I guess all those famous Japanese brands just some how happened without any entrepreneurship and their products happened without any innovation.

Sorry, I didn't mean for this to be snarky but seriously... Your excuses are BS and don't live up to any scrutiny. It's not an either/or thing.

1 comments

> I guess all those famous Japanese brands just some how happened without any entrepreneurship and their products happened without any innovation.

The Japanese are very skilled at taking what others have done and incrementally improving it. By reverse engineering American cars, they were able to beat the Americans at their own game, producing more reliable, efficient, and defect-free cars. Thanks to the cooperative nature of their society, they avoided the antagonistic relationship between the UAW and the Big 3 American automakers that led to many of the financial problems faced by the Big 3. Similar success was seen in electronics by companies like Sony, allowing them to produce high quality TVs and other high-tech consumer products.

This sort of societal cohesiveness (along with cozy government-industry relations) removed a lot of barriers to the sorts of large and capital-intensive undertakings that are common in manufacturing. But it rarely produces the sorts of game-changing innovations that Silicon Valley, and America in general, is known for. The nature of Japanese society also prevented companies from restructuring and outsourcing their manufacturing to China, which allowed South Korean (and increasingly Chinese) rivals to largely displace them in consumer electronics. There's a reason why Sony's products are so unpopular these days - they're expensive as hell. Even in the automotive industry, Toyota/Honda are starting to get overtaken by the likes of Hyundai and Kia.

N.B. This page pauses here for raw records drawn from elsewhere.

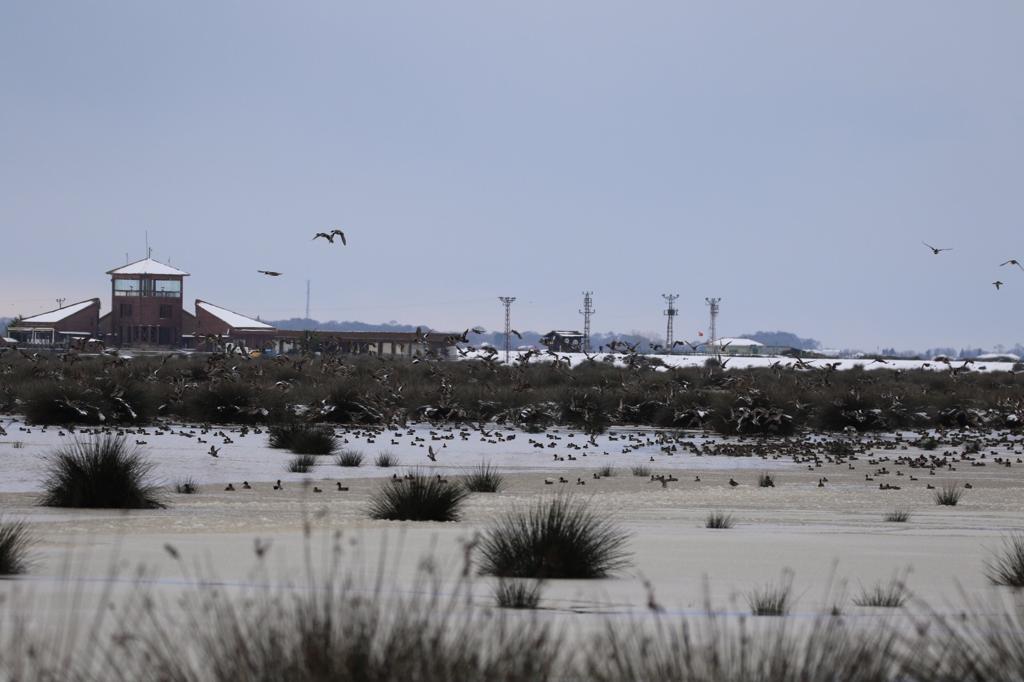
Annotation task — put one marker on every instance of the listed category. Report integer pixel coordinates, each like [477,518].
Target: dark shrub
[948,495]
[101,472]
[418,498]
[1008,566]
[560,537]
[301,464]
[885,595]
[513,593]
[15,541]
[483,478]
[349,458]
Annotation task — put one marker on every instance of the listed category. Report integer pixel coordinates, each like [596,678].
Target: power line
[588,310]
[670,313]
[713,305]
[507,302]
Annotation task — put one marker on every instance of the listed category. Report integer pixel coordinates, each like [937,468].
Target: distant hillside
[785,339]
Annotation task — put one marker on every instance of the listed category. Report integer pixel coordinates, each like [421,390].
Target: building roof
[232,320]
[737,342]
[146,266]
[53,316]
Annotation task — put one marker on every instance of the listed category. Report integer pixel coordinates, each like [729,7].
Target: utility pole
[507,302]
[670,313]
[713,306]
[588,310]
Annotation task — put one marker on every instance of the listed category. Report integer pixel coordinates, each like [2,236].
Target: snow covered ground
[176,456]
[745,361]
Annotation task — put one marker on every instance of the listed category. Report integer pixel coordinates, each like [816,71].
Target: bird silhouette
[330,237]
[934,250]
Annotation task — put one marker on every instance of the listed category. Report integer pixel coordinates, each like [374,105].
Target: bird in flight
[934,250]
[330,237]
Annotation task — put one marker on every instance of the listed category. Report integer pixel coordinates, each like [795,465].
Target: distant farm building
[563,342]
[59,327]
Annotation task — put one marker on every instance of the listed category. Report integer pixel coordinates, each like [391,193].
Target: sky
[786,157]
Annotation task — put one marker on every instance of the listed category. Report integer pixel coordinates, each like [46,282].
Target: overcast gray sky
[788,157]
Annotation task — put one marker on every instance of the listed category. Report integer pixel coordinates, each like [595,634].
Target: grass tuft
[301,464]
[483,478]
[559,537]
[772,599]
[948,495]
[15,542]
[1008,566]
[718,519]
[512,593]
[349,458]
[386,459]
[418,498]
[898,515]
[186,486]
[99,473]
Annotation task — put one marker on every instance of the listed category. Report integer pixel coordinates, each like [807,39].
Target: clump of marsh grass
[303,438]
[1007,567]
[385,459]
[948,495]
[418,498]
[301,464]
[558,537]
[717,519]
[349,458]
[101,472]
[186,486]
[898,515]
[15,542]
[513,593]
[772,599]
[483,478]
[884,595]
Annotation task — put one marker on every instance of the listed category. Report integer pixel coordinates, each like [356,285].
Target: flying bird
[330,237]
[934,250]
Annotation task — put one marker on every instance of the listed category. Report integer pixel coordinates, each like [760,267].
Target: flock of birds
[998,284]
[330,237]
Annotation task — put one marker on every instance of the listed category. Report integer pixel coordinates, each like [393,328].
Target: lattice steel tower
[588,310]
[507,302]
[713,306]
[670,313]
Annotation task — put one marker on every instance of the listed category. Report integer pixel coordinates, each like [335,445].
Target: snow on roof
[146,266]
[56,315]
[232,320]
[738,342]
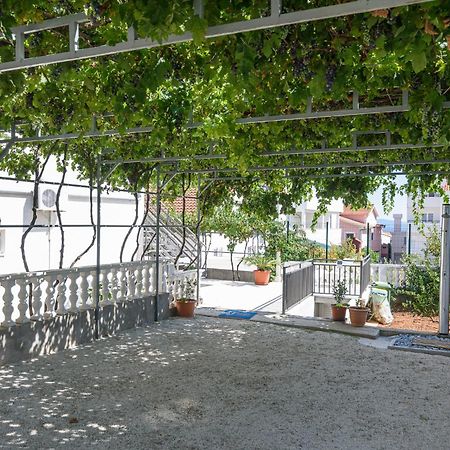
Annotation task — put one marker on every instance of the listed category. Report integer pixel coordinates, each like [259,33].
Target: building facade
[43,243]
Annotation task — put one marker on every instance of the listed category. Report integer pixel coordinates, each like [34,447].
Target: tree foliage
[215,82]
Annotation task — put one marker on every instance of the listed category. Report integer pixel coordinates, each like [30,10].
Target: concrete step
[315,324]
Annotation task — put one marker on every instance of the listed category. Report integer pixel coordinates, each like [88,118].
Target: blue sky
[399,203]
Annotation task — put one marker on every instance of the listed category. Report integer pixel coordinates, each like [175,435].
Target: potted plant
[339,307]
[359,313]
[263,268]
[186,305]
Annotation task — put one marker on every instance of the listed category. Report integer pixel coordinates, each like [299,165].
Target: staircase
[170,238]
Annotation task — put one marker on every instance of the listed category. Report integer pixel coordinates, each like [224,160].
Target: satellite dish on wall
[47,199]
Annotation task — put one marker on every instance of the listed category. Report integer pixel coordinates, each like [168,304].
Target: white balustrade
[131,284]
[138,282]
[114,285]
[23,301]
[8,309]
[84,291]
[41,295]
[73,292]
[123,283]
[61,295]
[37,298]
[105,300]
[49,298]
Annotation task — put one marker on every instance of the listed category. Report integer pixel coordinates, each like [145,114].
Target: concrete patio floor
[211,383]
[223,294]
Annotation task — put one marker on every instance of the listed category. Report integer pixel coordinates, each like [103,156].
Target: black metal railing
[302,279]
[297,283]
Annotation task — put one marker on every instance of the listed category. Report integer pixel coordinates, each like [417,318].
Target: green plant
[261,262]
[189,290]
[422,279]
[345,251]
[339,292]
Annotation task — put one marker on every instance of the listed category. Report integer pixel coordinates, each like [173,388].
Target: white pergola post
[444,293]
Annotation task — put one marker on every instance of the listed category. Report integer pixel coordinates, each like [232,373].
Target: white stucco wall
[43,245]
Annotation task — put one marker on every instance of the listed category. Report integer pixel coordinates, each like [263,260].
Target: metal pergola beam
[309,115]
[350,165]
[276,19]
[336,175]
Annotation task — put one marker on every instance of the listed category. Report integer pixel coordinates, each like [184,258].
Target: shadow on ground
[211,383]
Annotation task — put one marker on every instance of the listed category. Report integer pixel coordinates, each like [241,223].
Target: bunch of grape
[330,75]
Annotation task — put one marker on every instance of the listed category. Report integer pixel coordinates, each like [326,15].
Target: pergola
[168,165]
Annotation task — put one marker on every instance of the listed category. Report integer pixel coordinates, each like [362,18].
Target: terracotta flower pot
[262,277]
[358,316]
[338,313]
[185,308]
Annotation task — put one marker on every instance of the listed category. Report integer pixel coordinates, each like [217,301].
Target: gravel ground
[224,384]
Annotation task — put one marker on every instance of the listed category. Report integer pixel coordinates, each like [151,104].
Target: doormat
[237,314]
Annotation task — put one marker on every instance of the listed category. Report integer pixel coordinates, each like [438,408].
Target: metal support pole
[444,291]
[158,216]
[368,239]
[97,232]
[199,244]
[409,238]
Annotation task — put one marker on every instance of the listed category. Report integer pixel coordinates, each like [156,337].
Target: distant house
[354,224]
[303,218]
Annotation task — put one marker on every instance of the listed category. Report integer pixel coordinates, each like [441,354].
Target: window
[427,217]
[2,242]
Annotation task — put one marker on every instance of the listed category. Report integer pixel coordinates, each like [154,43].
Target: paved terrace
[214,383]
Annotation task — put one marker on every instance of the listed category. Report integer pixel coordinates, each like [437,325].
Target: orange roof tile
[358,215]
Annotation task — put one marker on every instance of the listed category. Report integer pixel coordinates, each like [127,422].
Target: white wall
[43,245]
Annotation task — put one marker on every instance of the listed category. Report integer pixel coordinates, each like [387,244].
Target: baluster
[153,279]
[37,299]
[61,295]
[84,291]
[165,274]
[93,288]
[49,298]
[131,284]
[139,282]
[123,284]
[23,301]
[146,283]
[105,288]
[73,289]
[7,303]
[114,285]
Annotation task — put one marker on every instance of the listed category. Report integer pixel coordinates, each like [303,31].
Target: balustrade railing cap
[69,271]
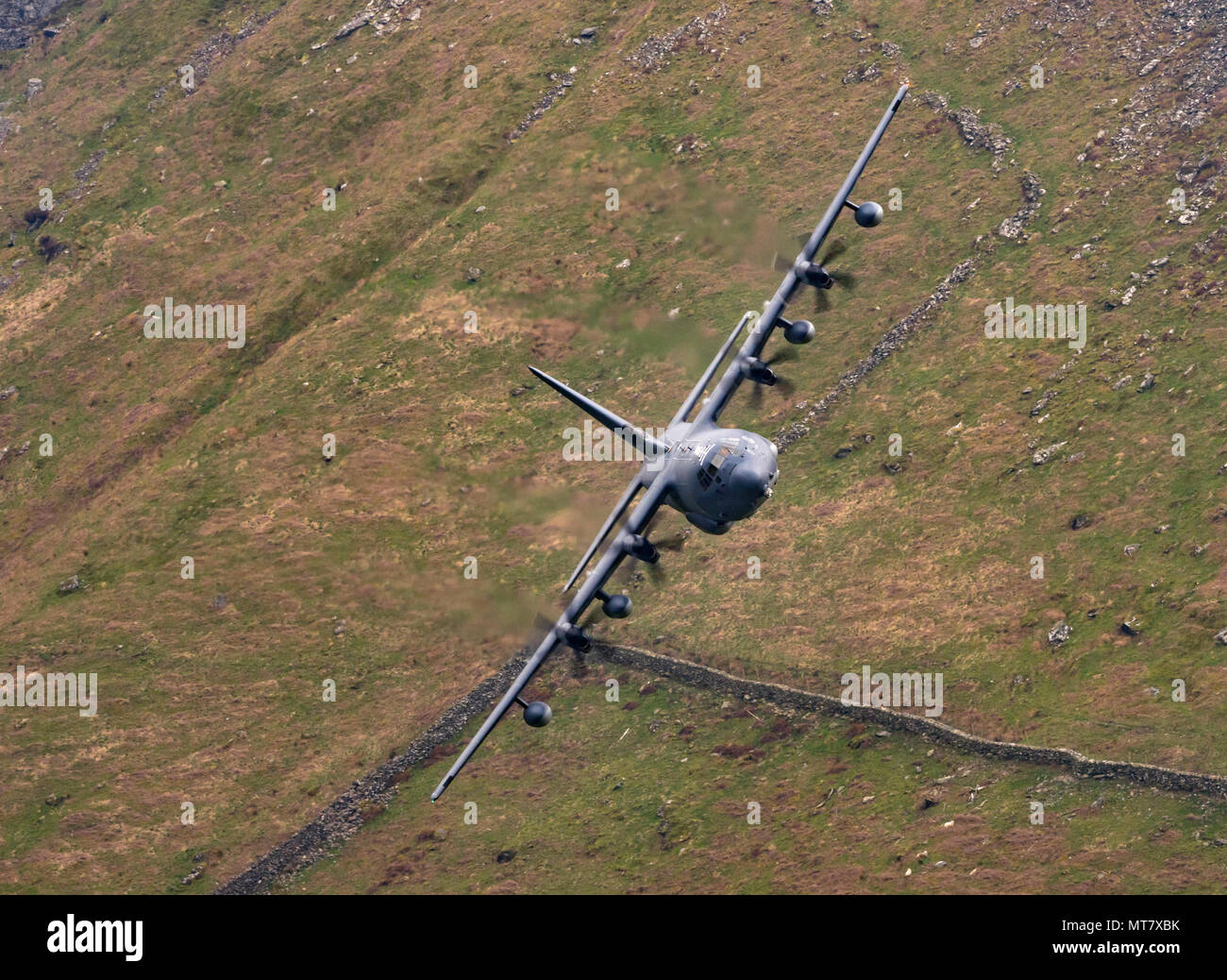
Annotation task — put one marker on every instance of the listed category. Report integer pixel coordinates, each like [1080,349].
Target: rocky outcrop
[20,20]
[655,52]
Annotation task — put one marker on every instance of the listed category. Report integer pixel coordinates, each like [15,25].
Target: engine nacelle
[616,607]
[641,548]
[815,276]
[798,331]
[576,637]
[757,371]
[538,715]
[869,213]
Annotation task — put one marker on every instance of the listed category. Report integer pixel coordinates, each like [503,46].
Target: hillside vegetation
[491,201]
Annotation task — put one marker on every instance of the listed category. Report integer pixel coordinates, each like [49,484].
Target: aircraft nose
[753,479]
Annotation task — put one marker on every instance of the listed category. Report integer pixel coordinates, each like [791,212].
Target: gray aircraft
[713,476]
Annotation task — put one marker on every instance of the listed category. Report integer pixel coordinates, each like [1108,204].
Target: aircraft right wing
[565,629]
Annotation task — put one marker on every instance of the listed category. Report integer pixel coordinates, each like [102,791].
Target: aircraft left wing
[565,630]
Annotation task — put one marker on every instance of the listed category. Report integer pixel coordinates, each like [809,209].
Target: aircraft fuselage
[716,476]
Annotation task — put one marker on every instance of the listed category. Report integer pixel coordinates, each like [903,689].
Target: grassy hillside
[350,570]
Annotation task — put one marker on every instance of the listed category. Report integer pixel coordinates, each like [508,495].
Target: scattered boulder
[69,584]
[1059,634]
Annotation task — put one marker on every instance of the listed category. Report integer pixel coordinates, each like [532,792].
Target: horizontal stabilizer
[616,424]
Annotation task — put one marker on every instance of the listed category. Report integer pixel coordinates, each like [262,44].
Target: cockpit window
[713,465]
[716,460]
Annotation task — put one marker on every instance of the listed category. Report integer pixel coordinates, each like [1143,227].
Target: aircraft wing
[793,280]
[563,630]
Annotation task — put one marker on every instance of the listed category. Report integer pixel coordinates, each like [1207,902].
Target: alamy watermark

> Sorry, I didn't mean for this to be snarky but seriously... Your excuses are BS and don't live up to any scrutiny. It's not an either/or thing.

Actually, the problem is that you have a very shallow understanding of the situation. This isn't the sort of thing you can really comprehend with some weekend blog-reading. The Japanese should be credited for exploiting their post-WW2 alliance with the US to rapidly transform their economy while much of the world dicked around with communism and most of the West was in no better shape than Japan itself after the destruction of WW2. But transient effects stemming from quirks of history, although intriguing, don't disprove the bigger theory.